Query Limitation Solution
Multiple Concurrency Lower latency queries mean data is accessed for shorter times, which reduces the number of connections and concurrency issues
Boolean queries Latency Equality-encoded bitmaps mean Boolean queries such as WHERE and OR are substantially faster because data relationships are represented as 1 (they exist) or 0 (they don’t exist)
SELECT specific values Latency Queries on equality-encoded and bit-slice data can directly and sequentially access specified values without needing to traverse all other values in a database table
Range queries Latency Integer values are bit-sliced into individual bitmaps for each power of two. This means range queries can combine the specific bitmaps instead of working with integers in a traditional row/column format

What are the drawbacks of Bitmaps?

Bitmaps have two main issues:

  • low-cardinality data duplication
  • data storage overheads

Low cardinality data duplication

FeatureBase overcomes low-cardinality issues with four unique data types suitable for integer or string values.

Data storage overheads

Encoding data as base-2 equality-encoded or bit-slice bitmaps makes queries faster but incurs storage overheads because the number of bitmaps scale:

  • with the number of values, and
  • the cardinality of those values

For example, the average storage overheads for a 10,000 value dataset will be as follows:

Database Dataset saved as Average storage overhead (KB)
RDBMS Row and column based structure 20480 - 30720
FeatureBase * equality-encoded bitmaps
* Bit-slice bitmaps
1280000

FeatureBase overcomes this issue by compressing all bitmap data using Roaring Bitmap Format, based on Roaring Bitmaps.
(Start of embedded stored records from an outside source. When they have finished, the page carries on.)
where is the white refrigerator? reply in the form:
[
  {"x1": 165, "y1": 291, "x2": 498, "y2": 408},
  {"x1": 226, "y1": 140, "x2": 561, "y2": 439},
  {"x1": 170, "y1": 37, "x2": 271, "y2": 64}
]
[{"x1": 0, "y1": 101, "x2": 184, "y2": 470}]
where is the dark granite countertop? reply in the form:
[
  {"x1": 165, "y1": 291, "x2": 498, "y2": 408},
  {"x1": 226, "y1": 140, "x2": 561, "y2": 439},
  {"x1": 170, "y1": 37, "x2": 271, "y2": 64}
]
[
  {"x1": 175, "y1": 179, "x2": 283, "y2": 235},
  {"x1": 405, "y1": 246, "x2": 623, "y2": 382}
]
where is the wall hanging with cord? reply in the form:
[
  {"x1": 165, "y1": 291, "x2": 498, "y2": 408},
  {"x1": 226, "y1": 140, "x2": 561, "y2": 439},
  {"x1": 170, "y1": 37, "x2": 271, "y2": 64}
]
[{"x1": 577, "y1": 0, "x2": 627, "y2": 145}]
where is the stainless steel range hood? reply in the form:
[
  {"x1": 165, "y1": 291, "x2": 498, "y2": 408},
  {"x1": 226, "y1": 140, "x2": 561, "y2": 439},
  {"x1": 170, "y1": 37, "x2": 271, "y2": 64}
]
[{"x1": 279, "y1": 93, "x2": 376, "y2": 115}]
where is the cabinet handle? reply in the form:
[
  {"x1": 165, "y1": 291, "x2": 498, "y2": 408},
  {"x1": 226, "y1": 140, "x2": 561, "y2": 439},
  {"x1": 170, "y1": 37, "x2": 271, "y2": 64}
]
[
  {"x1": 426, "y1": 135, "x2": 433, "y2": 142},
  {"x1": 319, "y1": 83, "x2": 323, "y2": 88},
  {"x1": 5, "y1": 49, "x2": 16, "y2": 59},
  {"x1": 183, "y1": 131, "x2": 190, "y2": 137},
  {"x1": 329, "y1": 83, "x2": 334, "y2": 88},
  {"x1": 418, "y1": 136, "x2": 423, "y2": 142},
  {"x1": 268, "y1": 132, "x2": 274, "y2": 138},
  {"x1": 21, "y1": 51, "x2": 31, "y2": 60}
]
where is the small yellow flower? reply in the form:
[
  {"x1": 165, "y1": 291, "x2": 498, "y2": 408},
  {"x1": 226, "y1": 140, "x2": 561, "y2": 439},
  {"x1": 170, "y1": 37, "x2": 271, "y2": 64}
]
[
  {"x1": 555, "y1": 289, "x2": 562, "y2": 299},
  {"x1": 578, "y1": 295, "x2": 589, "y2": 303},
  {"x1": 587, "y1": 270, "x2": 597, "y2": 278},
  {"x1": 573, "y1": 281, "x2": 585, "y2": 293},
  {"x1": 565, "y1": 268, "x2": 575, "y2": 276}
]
What bitmaps are created for my data?

Data is converted to bitmaps based on the destination data type:

User data FeatureBase data type Bitmap type
Boolean Bool Equality-encoded bitmaps
Floating point Decimal Bit-sliced
Unsigned integer ID Equality-encoded bitmaps
Signed Integer Integer Bit-sliced
Alphanumeric String Equality-encoded bitmaps
Date and time Timestamp Bit-sliced
Low cardinality Set Equality-encoded bitmaps
Low cardinality keyed to date/time values SetQ Equality-encoded bitmaps

How does FeatureBase store bitmaps?

At a high level FeatureBase bitmaps are stored as Shards, made up of:

  • a Roaring Bitmap Format (RBF) data file
  • a Write Ahead Log (WAL) file

FeatureBase Cloud stores shards on disk in the etc directory.

Are column names converted to bitmaps?

Column names are saved to disk in the Roaring Bitmap Format data file.